Login | October 18, 2024

10th District appellate panel reverses lower court’s parenting costs ruling

KEITH ARNOLD
Special to the Legal News

Published: October 17, 2024

A Franklin County appellate panel reversed a lower court ruling requiring the father of a 12-year-old boy to shoulder half the costs of sending his son to and from Australia three times a year so the boy’s mother may have parenting time.
The Tenth District Court of Appeals panel determined that it was unreasonable and an abuse of discretion to require Emmanuel Lee, who bears sole responsibility for all of his son’s daily living expenses as the residential parent, to pay for the cost of flights and hotel accommodations associated with the exercise of Goldi Capalungan’s parenting time.
“The trial court should have ordered (the) mother to be solely responsible for the cost of transporting the child to and from the United States and Australia, including the travel expenses of the accompanying chaperone for the child,” Tenth District Judge Betsy Luper Schuster wrote for the 3-0 panel.
According to case background, the boy was born in the Philippines in 2012 to his unmarried parents.
Capalungan moved with her 3-year-old son to Australia in January 2016 in pursuit of a job opportunity, while Lee relocated to the United States, where he still resides and was granted citizenship, summary detailed.
Capalungan brought the boy to the United States in 2017 to live with his father while she completed career training, and Lee enrolled the boy in school.
Their child remained in Lee’s care when Capalungan returned to Australia.
Lee had filed a complaint for shared parenting of his son during this time period, summary provided.
The parties subsequently entered into an agreed entry which approved and adopted the shared parenting plan, designating Lee the residential parent for school placement purposes.
In the agreed entry, the parents agreed to informal parenting time for Capalungan to be arranged by both parties at least twice a year.
After filing an initial motion to modify or terminate shared parenting, withdrawing it and filing an unsuccessful Hague Convention child-abduction action in federal court, Capalungan filed a second motion to modify or terminate shared parenting Nov. 27, 2019.
Lee filed his own motion to modify parental rights and responsibilities by terminating the parties’ shared parenting plan, summary continued.
The magistrate issued on May 20, 2020, a temporary order granting the child’s mother summer parenting time in Australia from the beginning of June through the beginning of August.
The temporary order designated that she would pay for the initial cost of the child’s flight to and from Australia and ordered the father to reimburse half the cost.
In addition, the temporary order required Lee to pay any hotel accommodations necessary during the transfer of the child to and from Australia and ordered the mother to reimburse half the cost within 30 days.
Lee filed a motion to stay the execution of the magistrate’s temporary order on May 29, 2020, and the trial court denied the motion.
At trial, Lee testified the parties always intended to live in the United States and agreed the child would remain here to obtain citizenship and go to school.
Capalungan refuted the testimony, testifying that the parties knew the boy’s U.S. residence was intended to be temporary and he was supposed to return to Australia to live with his mother.
The child has lived in the United States with his father since February 2017, and his mother has visited one time since then, visiting him between December 2017 and January 2018, summary provided.
Capalungan has refused to come to the United States again and seeks only to have the child join her in Australia.
Lee has paid for all expenses related to the child’s care since 2017 when the child came to live with him.
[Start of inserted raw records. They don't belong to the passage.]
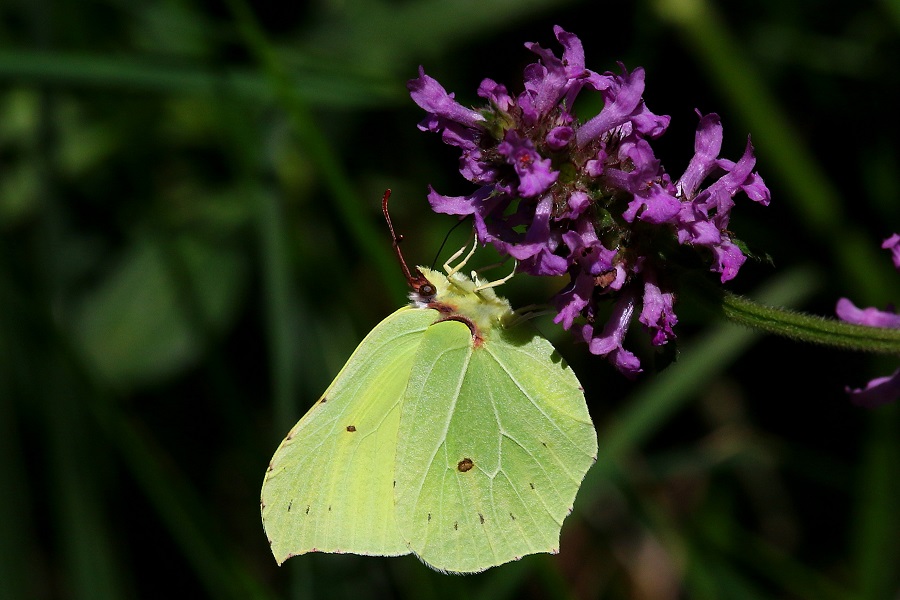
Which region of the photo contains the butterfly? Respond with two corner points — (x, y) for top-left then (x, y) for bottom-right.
(261, 190), (597, 573)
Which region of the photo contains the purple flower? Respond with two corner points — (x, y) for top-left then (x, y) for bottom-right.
(408, 26), (768, 376)
(835, 233), (900, 408)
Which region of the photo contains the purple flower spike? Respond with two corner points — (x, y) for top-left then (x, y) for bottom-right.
(835, 233), (900, 408)
(408, 27), (768, 377)
(845, 369), (900, 408)
(881, 233), (900, 269)
(638, 273), (678, 346)
(407, 67), (484, 131)
(497, 129), (559, 198)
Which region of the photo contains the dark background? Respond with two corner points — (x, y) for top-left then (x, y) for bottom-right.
(0, 0), (900, 600)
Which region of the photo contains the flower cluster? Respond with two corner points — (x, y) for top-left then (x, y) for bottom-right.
(408, 27), (769, 376)
(835, 233), (900, 408)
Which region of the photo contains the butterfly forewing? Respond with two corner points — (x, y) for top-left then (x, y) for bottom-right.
(395, 321), (597, 573)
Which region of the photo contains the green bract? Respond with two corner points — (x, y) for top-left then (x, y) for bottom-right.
(261, 267), (597, 573)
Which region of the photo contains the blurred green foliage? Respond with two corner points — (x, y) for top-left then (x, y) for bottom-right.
(0, 0), (900, 600)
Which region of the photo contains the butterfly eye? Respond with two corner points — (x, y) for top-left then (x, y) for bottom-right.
(419, 283), (437, 298)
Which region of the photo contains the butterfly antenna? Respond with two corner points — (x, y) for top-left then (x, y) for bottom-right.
(381, 189), (435, 297)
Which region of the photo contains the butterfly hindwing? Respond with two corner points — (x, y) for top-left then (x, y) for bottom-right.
(261, 308), (437, 563)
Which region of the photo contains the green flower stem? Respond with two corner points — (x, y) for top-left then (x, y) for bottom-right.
(719, 290), (900, 354)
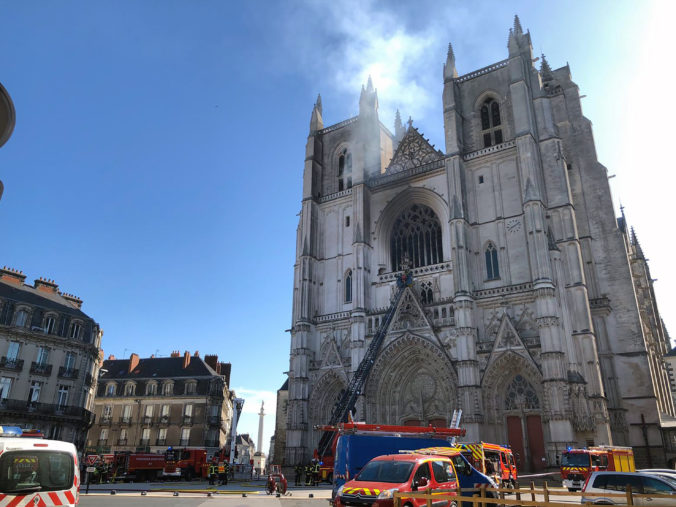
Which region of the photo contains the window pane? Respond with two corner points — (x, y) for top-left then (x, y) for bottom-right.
(481, 104), (491, 130)
(491, 102), (500, 127)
Capalungan pays no child support.
On Jan. 12, 2023, the magistrate issued a decision ordering the mother to receive parenting time in Australia every spring break of the child’s school year, half of every winter break of the child’s school year, and four weeks in the first half of the summer months depending on flight schedules.
Additionally, the magistrate ordered the parents share in the expense of air travel and hotel stays related to the boy’s visits to his mother.
The Franklin County Common Pleas, Division of Domestic Relations and Juvenile Branch approved and adopted the magistrate’s decision.
Lee subsequently appealed the court ruling.
“We agree with (Lee) that requiring him to pay for the cost of travel and hotel accommodations associated with the exercise of (Capalungan’s) parenting time in Australia is unreasonable,” Luper Schuster wrote. “The trial court determined the parties have similar incomes. Additionally, the trial court noted (the) mother has been resolute in her refusal to travel to the United States and has foregone years of visitation with the child because of her position.”
The appellate panel noted that Lee has consistently agreed to parenting time for his son’s mother in the United States.
“Because it is (Capalungan) who is adamant that her parenting time shall only occur in Australia, and because there is no dispute father bears all other financial responsibility associated with raising the child, we find it is unreasonable to require (the) father to be additionally financially responsible for the considerable expense of multiple international trips per year to accommodate (the) mother’s parenting time.”
Tenth District judges Terri Jamison and Carly Edelstein joined Luper Schuster’s opinion, which remands the case to the lower court.